Imagine a stack of pancakes on a plate. You can only add a new pancake on top, and you can only take a pancake from the top. You can’t grab one from the middle—that would make the whole stack fall!

This is exactly how a Stack works in programming.

The rule is simple: Last In, First Out (LIFO). The last thing you put in is the first thing you take out.


🧠 Stack Fundamentals

What is a Stack?

A stack is like a pile of books, plates, or pancakes.
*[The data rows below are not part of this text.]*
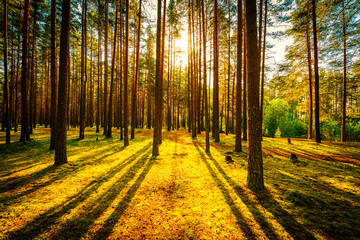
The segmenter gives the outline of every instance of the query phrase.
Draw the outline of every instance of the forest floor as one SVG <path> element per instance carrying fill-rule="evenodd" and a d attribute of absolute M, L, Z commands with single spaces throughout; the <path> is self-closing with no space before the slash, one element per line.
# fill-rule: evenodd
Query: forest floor
<path fill-rule="evenodd" d="M 164 131 L 152 157 L 152 130 L 124 148 L 119 130 L 87 128 L 79 141 L 71 129 L 59 167 L 49 136 L 5 145 L 0 132 L 0 239 L 360 238 L 360 143 L 264 138 L 266 190 L 255 194 L 247 142 L 234 153 L 231 134 L 207 154 L 203 134 Z"/>

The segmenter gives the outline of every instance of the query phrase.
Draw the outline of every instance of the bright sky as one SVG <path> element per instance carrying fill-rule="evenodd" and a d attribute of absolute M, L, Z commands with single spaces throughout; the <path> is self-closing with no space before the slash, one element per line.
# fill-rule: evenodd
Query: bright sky
<path fill-rule="evenodd" d="M 167 1 L 169 2 L 169 1 Z M 157 0 L 148 0 L 145 3 L 144 7 L 147 12 L 148 17 L 150 17 L 151 21 L 155 23 L 156 25 L 156 9 L 157 9 Z M 276 32 L 279 30 L 285 30 L 286 28 L 289 28 L 290 25 L 284 25 L 281 26 L 273 26 L 273 27 L 267 27 L 268 33 Z M 176 40 L 176 47 L 180 47 L 182 50 L 182 53 L 180 54 L 179 59 L 182 61 L 182 65 L 187 64 L 187 53 L 188 53 L 188 34 L 187 34 L 187 27 L 184 27 L 185 30 L 181 32 L 181 38 Z M 266 66 L 271 67 L 271 71 L 267 73 L 267 77 L 271 78 L 273 73 L 276 71 L 276 67 L 278 64 L 282 63 L 285 60 L 285 50 L 288 45 L 292 43 L 292 39 L 281 37 L 279 39 L 271 39 L 270 37 L 267 37 L 267 42 L 274 45 L 274 48 L 268 50 L 266 52 L 267 59 L 266 59 Z M 177 62 L 177 65 L 180 63 Z"/>

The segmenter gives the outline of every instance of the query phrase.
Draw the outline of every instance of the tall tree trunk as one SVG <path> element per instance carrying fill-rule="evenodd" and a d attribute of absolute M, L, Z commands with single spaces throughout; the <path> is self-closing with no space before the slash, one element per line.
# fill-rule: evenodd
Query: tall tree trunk
<path fill-rule="evenodd" d="M 29 133 L 33 133 L 34 122 L 34 93 L 35 93 L 35 55 L 36 55 L 36 22 L 37 22 L 37 0 L 34 2 L 34 22 L 33 22 L 33 42 L 32 42 L 32 59 L 31 59 L 31 77 L 30 77 L 30 96 L 29 96 Z"/>
<path fill-rule="evenodd" d="M 5 122 L 6 128 L 6 144 L 10 144 L 10 114 L 9 114 L 9 97 L 8 97 L 8 20 L 7 20 L 7 0 L 4 1 L 4 98 L 5 102 L 5 116 L 3 122 Z M 4 121 L 5 120 L 5 121 Z"/>
<path fill-rule="evenodd" d="M 236 130 L 235 130 L 235 152 L 241 152 L 241 76 L 242 76 L 242 0 L 237 1 L 237 50 L 236 50 Z"/>
<path fill-rule="evenodd" d="M 84 139 L 85 137 L 85 97 L 86 97 L 86 78 L 87 78 L 87 26 L 86 26 L 86 12 L 87 12 L 87 0 L 83 0 L 82 5 L 82 31 L 81 31 L 81 83 L 80 83 L 80 132 L 79 139 Z M 107 56 L 105 54 L 105 56 Z"/>
<path fill-rule="evenodd" d="M 14 132 L 17 132 L 18 127 L 18 109 L 19 109 L 19 78 L 20 78 L 20 37 L 21 37 L 21 13 L 19 13 L 19 32 L 17 45 L 17 63 L 16 63 L 16 83 L 15 83 L 15 111 L 14 111 Z M 41 106 L 41 104 L 40 104 Z"/>
<path fill-rule="evenodd" d="M 29 138 L 29 108 L 28 108 L 28 53 L 29 53 L 29 10 L 30 0 L 24 3 L 23 39 L 22 39 L 22 69 L 21 69 L 21 135 L 20 141 L 25 143 Z"/>
<path fill-rule="evenodd" d="M 169 26 L 169 49 L 168 49 L 168 77 L 167 77 L 167 89 L 166 89 L 166 106 L 167 106 L 167 130 L 170 131 L 171 130 L 171 100 L 170 100 L 170 95 L 171 95 L 171 80 L 170 80 L 170 65 L 171 65 L 171 58 L 170 56 L 172 56 L 171 54 L 171 50 L 172 50 L 172 41 L 171 41 L 171 26 Z"/>
<path fill-rule="evenodd" d="M 133 82 L 133 89 L 131 91 L 131 139 L 135 138 L 135 127 L 136 127 L 136 96 L 139 81 L 139 58 L 140 58 L 140 32 L 141 32 L 141 0 L 139 1 L 139 20 L 137 28 L 137 43 L 136 43 L 136 70 L 135 70 L 135 81 Z"/>
<path fill-rule="evenodd" d="M 246 11 L 246 5 L 245 5 L 245 11 Z M 247 141 L 247 76 L 246 76 L 246 68 L 247 68 L 247 40 L 246 40 L 246 35 L 247 35 L 247 29 L 246 29 L 246 19 L 245 19 L 245 24 L 244 24 L 244 72 L 243 72 L 243 140 Z"/>
<path fill-rule="evenodd" d="M 106 131 L 106 137 L 111 138 L 111 128 L 112 128 L 112 109 L 113 109 L 113 91 L 114 91 L 114 72 L 115 72 L 115 59 L 116 59 L 116 40 L 117 40 L 117 23 L 118 23 L 118 9 L 116 8 L 115 12 L 115 29 L 114 29 L 114 47 L 113 47 L 113 56 L 111 63 L 111 83 L 110 83 L 110 94 L 109 94 L 109 116 L 108 116 L 108 130 Z"/>
<path fill-rule="evenodd" d="M 161 94 L 161 100 L 158 102 L 160 104 L 160 111 L 158 111 L 159 119 L 160 119 L 160 128 L 158 128 L 159 131 L 159 144 L 162 143 L 162 114 L 163 114 L 163 82 L 164 82 L 164 57 L 165 57 L 165 26 L 166 26 L 166 0 L 164 0 L 164 9 L 163 9 L 163 22 L 162 22 L 162 37 L 161 37 L 161 70 L 160 70 L 160 94 Z"/>
<path fill-rule="evenodd" d="M 56 103 L 57 103 L 57 84 L 56 84 L 56 0 L 51 0 L 51 135 L 50 150 L 55 149 L 56 134 Z"/>
<path fill-rule="evenodd" d="M 120 126 L 120 140 L 124 139 L 124 127 L 123 127 L 123 39 L 124 39 L 124 24 L 123 24 L 123 5 L 122 1 L 120 1 L 120 93 L 119 93 L 119 126 Z"/>
<path fill-rule="evenodd" d="M 151 55 L 149 54 L 149 75 L 147 84 L 147 129 L 151 128 Z"/>
<path fill-rule="evenodd" d="M 345 3 L 342 1 L 343 11 L 343 102 L 342 102 L 342 121 L 341 121 L 341 141 L 346 141 L 346 21 L 345 21 Z"/>
<path fill-rule="evenodd" d="M 101 14 L 101 0 L 98 1 L 98 11 L 99 14 Z M 97 86 L 97 98 L 96 98 L 96 132 L 100 132 L 100 98 L 101 98 L 101 91 L 100 91 L 100 85 L 101 85 L 101 18 L 98 19 L 98 86 Z"/>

You interact with it from one end only—the top.

The three magic words:

  • Push = Add something to the top
  • Pop = Remove something from the top
  • Peek = Look at the top without removing it
Stack<String> pancakes = new Stack<>();

// Push pancakes onto stack
pancakes.push("Blueberry");
pancakes.push("Chocolate");
pancakes.push("Strawberry");

// Peek at top (Strawberry)
String top = pancakes.peek();

// Pop removes Strawberry
String eaten = pancakes.pop();

Real-Life Stacks

  • Browser back button → Each page you visit is pushed. Back button pops the last one.
  • Undo in Word → Each action is pushed. Ctrl+Z pops the last action.
  • Call stack → When functions call other functions, they stack up!
graph TD A["Empty Stack"] --> B["Push: Blueberry"] B --> C["Push: Chocolate"] C --> D["Push: Strawberry"] D --> E["Pop: Strawberry removed"] E --> F["Top is now: Chocolate"]

🔐 Balanced Parentheses

The Problem

Given a string with brackets like (), [], {}, check if they’re balanced—every opening bracket has a matching closing bracket in the right order.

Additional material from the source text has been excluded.